Binary variables were used for age (≤ 42 years) and schooling (< 8 ≥ 8 years) for performing the regression analysis, defined based on previous studies and tested for the best fit of the model.12,13 In the case of variables for which more than 10% of the data was incomplete (schooling, resident in the state capital, form of tuberculosis), multiple imputation was performed by regression using the predicted mean matching method to predict missing data.14
Given the nature of the variables, absolute and relative frequencies were used to describe the characteristics of the patients and the occurrence or not of the outcome. Fisher’s exact test was used to compare the proportions between the group that self-discharged and the groups that were formally discharged or died. The medians and interquartile range (25-75) of length of stay were also calculated according to the type of hospital discharge.
Taking the same set of participants, Cox proportional hazards models were used to estimate the hazard ratio (HR) between the self-discharge outcome and the explanatory variables. The cohort time zero was defined by the date of hospitalization and the follow-up time corresponded to the period from the date of hospitalization until the outcome. In the case of patients who did not have the outcome of interest (self-discharge), data were censored at the last known follow-up date.

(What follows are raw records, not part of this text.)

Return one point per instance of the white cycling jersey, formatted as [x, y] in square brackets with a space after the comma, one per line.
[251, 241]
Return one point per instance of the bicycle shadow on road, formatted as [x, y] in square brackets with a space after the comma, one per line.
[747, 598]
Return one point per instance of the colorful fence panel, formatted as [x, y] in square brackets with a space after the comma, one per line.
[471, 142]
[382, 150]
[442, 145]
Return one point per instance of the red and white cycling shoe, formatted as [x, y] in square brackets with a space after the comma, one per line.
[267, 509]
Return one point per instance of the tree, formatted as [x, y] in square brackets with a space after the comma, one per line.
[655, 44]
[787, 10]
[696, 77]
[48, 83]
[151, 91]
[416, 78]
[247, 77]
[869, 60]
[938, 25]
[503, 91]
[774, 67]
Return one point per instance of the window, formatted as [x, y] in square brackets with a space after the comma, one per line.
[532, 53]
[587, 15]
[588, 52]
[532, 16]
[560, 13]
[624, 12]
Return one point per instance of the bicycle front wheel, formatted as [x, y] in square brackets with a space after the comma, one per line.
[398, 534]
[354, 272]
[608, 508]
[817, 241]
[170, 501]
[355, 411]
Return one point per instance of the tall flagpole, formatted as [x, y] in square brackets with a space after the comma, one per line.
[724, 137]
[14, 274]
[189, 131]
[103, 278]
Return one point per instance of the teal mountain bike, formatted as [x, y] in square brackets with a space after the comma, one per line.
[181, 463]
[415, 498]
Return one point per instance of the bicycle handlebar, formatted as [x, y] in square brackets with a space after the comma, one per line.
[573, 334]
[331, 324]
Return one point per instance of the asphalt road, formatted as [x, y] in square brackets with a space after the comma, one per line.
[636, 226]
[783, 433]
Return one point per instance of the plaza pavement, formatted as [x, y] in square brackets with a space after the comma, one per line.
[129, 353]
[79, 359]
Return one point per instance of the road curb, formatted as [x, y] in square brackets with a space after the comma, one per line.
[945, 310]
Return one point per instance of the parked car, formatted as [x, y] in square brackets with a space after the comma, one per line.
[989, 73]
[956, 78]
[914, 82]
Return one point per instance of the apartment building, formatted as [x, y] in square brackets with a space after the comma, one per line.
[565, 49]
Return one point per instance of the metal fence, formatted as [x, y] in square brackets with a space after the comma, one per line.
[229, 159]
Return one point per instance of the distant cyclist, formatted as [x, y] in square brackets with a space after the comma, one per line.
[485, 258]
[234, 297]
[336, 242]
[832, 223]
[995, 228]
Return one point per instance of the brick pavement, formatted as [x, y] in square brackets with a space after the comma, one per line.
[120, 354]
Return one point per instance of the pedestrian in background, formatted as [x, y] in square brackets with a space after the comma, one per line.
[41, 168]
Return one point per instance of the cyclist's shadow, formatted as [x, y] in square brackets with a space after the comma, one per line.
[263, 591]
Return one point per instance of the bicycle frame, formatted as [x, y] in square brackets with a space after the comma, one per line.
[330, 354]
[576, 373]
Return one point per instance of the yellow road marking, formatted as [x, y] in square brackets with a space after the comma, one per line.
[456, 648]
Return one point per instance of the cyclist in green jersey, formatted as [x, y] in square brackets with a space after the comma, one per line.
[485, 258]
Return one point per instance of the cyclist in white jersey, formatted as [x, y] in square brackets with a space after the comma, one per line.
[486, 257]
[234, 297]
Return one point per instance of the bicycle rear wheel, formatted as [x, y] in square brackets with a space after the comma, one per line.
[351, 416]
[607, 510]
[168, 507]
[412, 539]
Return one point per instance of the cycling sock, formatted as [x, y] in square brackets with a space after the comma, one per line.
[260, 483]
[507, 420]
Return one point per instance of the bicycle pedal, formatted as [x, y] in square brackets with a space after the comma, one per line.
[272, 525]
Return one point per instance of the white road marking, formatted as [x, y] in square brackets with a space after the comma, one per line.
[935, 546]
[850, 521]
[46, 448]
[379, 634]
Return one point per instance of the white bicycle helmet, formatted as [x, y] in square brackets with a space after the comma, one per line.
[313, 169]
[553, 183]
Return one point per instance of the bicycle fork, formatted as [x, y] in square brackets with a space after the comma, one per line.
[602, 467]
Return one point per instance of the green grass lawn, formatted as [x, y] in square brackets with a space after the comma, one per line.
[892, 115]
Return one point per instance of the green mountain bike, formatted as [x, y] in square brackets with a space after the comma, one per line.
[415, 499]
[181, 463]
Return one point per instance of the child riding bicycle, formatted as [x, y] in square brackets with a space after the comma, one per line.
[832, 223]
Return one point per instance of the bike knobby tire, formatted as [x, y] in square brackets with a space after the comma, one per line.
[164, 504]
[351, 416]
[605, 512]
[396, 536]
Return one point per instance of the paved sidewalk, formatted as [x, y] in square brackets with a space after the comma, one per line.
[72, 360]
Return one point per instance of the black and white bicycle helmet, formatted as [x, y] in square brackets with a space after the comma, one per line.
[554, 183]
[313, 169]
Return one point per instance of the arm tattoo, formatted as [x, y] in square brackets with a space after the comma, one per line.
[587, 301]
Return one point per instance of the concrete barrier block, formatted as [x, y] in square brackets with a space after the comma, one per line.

The Hosmer and Lemeshow purposive selection method was applied, which is similar to the backward selection method.15 In the initial model, variables with p-value ≤ 0.20 were included in the univariate analysis, which allows a comprehensive initial exploration of associations with the dependent variable. This helps identify potential factors of interest, minimizing the risk of type II error and prioritizing variables for further analysis along with theory and variable refinement supported by literature. In the next step, the variables for which the null hypothesis was not rejected and which did not cause a change greater than 20% in the coefficient estimates were removed from the model, one at a time. In the adjusted model, variables associated with the outcome with significance ≤ 0.10 were included. The model with the best data fit was chosen using the likelihood ratio test. Schoenfeld residuals were used to test the proportional hazard assumption and Cox-Snell residuals were used to assess the model’s overall goodness of fit. A fixed significance level of 5% was taken as the cutoff point for all statistical tests. To evaluate the discriminative capacity of the model, Harrell’s C statistic and the ROC (receiver operating characteristic) curve were used. Statistical analyses were performed using Stata version 13.1.
The study was approved by the Research Ethics Committee of the Escola Nacional de Saúde Pública Sergio Arouca/Fiocruz (Certificate of Submission for Ethical Appraisal No. 44735121.5.0000.5240), as per Opinion No. 4.641.397 dated Abril 9, 2021.
RESULTS
Between 2011 and 2018, 1,512 patients were admitted to the hospital. Sixty-five records were excluded due to lack of complete information and a further 18 that were not cases of tuberculosis (change of diagnosis), leaving 1,429 records. Of the total 1,429 cases, 149 (10.4%) were self-discharged, 288 (20.1%) died and 992 (69.5%) were discharged formally, 145 (10.2%) due to cure and 847 (59.3%) due to clinical improvement. Overall, the median length of stay was 59 days (interquartile range 19-121) and 23 days for self-discharge (Figure 1).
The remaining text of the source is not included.